Présidentielle en Tunisie: "Khalil Tounes", l'émission caritative de Nabil Karoui


Mercredi 9 Octobre 2019 - 11:40
AFP


Tunis - Le magnat des médias Nabil Karoui, candidat qualifié au second tour de la présidentielle tunisienne et incarcéré, s'est notamment fait connaître grâce à l'émission caritative "Khalil Tounes" diffusée par la chaîne qu'il a fondée, Nessma TV.


Nabil Karoui a lancé l'émission "Khalil Tounes" en mars 2017 en mémoire de son fils, Khalil, mort à 22 ans dans un accident de voiture en août 2016.

Le programme est diffusé quotidiennement en prime time et mis en avant via les réseaux sociaux et les retransmissions en ligne sur le site de Nessma TV, l'une des principales chaînes privées du pays, qui émet sans licence depuis des années.

Lors d'une émission diffusée en juin, après la distribution de 10.000 repas durant le ramadan, Nabil Karoui a annoncé qu'il cessait de la présenter, en raison de sa candidature à la présidentielle annoncée le 28 mai.

Les partis politiques ont interdiction de distribuer des biens, et un projet de loi rendant cette interdiction rétroactive sur un an a failli empêcher M. Karoui de se présenter à la présidentielle.

Nessma TV continue cependant à diffuser Khalil Tounes plusieurs fois par jour pendant la campagne électorale, que M. Karoui, incarcéré depuis fin août et soupçonné de "blanchiment d'argent", ne peut mener en personne.

L'émission met en scène des campagnes de charité à grand renfort de publicité, où des "volontaires" distribuent nourriture, habits et électroménager, sous l'oeil des caméras.

On y voit notamment le magnat des médias quinquagénaire, cheveux poivre et sel, traits fins, habits griffés et style branché, sillonner les quatre coins du pays comme aucun politicien ne l'a fait, en écoutant les doléances des plus démunis.

Des séquences montrent également des bénéficiaires de ces aides, issus de catégories sociales habituellement absentes des grands médias, raconter leur quotidien miséreux.

Dans certaines émissions, des hôpitaux de campagne sont installés pendant quelques jours dans une ville pour prodiguer des soins aux plus démunis.

"+Khalil Tounes+ m'a permis de me rapprocher des gens, de réaliser les énormes problèmes sociaux dans le pays.

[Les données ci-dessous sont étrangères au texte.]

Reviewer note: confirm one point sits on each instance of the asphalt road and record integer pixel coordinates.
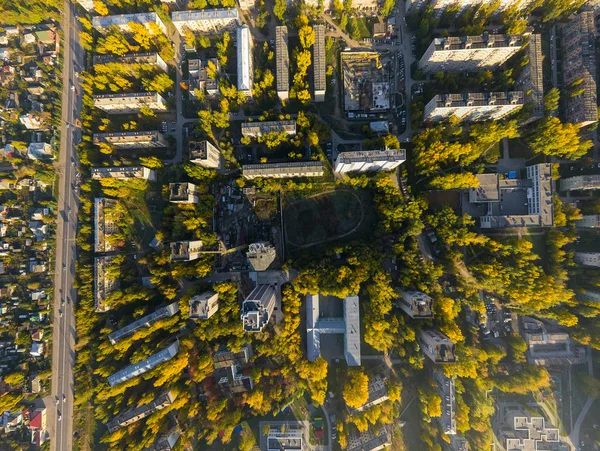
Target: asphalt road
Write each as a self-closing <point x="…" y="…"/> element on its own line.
<point x="60" y="415"/>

Le contact direct avec les gens m'a beaucoup touché", avait indiqué à l'AFP Nabil Karoui, peu avant son incarcération.

Il n'hésite pas à se comparer à Mère Teresa ou l'Abbé Pierre, mais la générosité désintéressée a ses limites: elle est soigneusement répertoriée sur le site dédié à son émission.

L'association caritative, appuyée sur des sponsors, revendique au total 500.000 bénéficiaires sur sa page internet. Une de ses responsables a indiqué à l'AFP qu'en 2017, 320.000 dinars (100.000 euros) de dons ont été distribués.

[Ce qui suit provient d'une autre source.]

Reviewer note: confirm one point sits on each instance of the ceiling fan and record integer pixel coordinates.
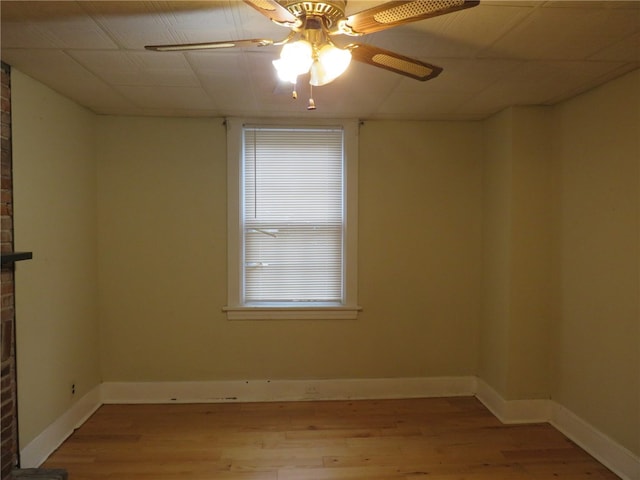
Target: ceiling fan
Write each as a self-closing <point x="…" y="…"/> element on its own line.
<point x="309" y="47"/>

Les aides alimentaires fournies par M. Karoui ont été si largement médiatisées par Nessma qu'il est aujourd'hui surnommé "Nabil Makarouna", en référence aux pâtes distribuées.

Nombre de ses rivaux politiques ont reproché à l'homme d'affaires de s'être servi de Nessma TV et plus particulièrement de "Khalil Tounes" pour faire campagne.

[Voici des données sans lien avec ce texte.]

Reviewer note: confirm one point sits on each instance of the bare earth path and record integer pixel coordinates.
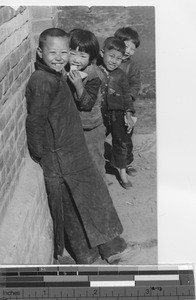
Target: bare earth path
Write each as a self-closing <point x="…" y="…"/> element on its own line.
<point x="137" y="207"/>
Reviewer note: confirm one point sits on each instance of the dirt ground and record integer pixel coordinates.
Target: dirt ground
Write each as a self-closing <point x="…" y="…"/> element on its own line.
<point x="137" y="207"/>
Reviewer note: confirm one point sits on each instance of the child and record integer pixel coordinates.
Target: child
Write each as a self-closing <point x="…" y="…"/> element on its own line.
<point x="81" y="208"/>
<point x="118" y="104"/>
<point x="84" y="49"/>
<point x="131" y="40"/>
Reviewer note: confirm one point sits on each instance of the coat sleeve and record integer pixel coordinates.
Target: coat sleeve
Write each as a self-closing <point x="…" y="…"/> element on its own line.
<point x="39" y="95"/>
<point x="89" y="95"/>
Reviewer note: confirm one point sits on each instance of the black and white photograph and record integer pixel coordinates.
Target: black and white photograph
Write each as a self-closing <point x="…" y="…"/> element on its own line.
<point x="78" y="135"/>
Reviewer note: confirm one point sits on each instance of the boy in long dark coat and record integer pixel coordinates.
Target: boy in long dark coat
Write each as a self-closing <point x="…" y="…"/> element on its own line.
<point x="79" y="201"/>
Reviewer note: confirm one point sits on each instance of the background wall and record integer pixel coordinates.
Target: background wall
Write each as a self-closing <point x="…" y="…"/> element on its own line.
<point x="25" y="222"/>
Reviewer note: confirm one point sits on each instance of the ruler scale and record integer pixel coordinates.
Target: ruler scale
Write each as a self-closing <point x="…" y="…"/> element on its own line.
<point x="162" y="282"/>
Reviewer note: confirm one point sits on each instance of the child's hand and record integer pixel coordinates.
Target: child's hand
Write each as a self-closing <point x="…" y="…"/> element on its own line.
<point x="129" y="121"/>
<point x="75" y="78"/>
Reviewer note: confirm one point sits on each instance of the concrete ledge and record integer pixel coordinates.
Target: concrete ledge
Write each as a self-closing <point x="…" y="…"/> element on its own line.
<point x="26" y="233"/>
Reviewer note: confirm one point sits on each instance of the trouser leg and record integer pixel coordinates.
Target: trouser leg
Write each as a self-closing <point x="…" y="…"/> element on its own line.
<point x="119" y="147"/>
<point x="129" y="144"/>
<point x="74" y="229"/>
<point x="55" y="197"/>
<point x="95" y="142"/>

Les spectateurs eux sont partagés: si certains critiquent des opérations intéressées, et financées par des tiers, annonceurs et donateurs, d'autres soulignent qu'il a aidé des gens abandonnés par l'Etat.

Quelques semaines avant le premier tour de la présidentielle le 15 septembre, l'Instance chargée d'organiser les élections (Isie) et le régulateur de l'audiovisuel (Haica) avaient décidé d'interdire à trois médias émettant illégalement, dont Nessma TV, de couvrir la campagne électorale.

Condamnée à de nombreuses amendes, la chaîne fait l'objet depuis octobre 2018 d'une interdiction de diffusion, mais continue à émettre via satellite.

Le régulateur de l'audiovisuel tunisien (Haica) a reproché à Nessma TV de faire de la "publicité politique" pour M. Karoui.

"Il a vu qu'à travers la télévision et les actions de charité il peut entrer dans chaque foyer marginalisé", avance Alaa Talbi, président du Forum tunisien des droits économique et sociaux (FTDES). Vu "l'absence des institutions de l'Etat", il lui est "facile de combler le vide", ajoute-t-il.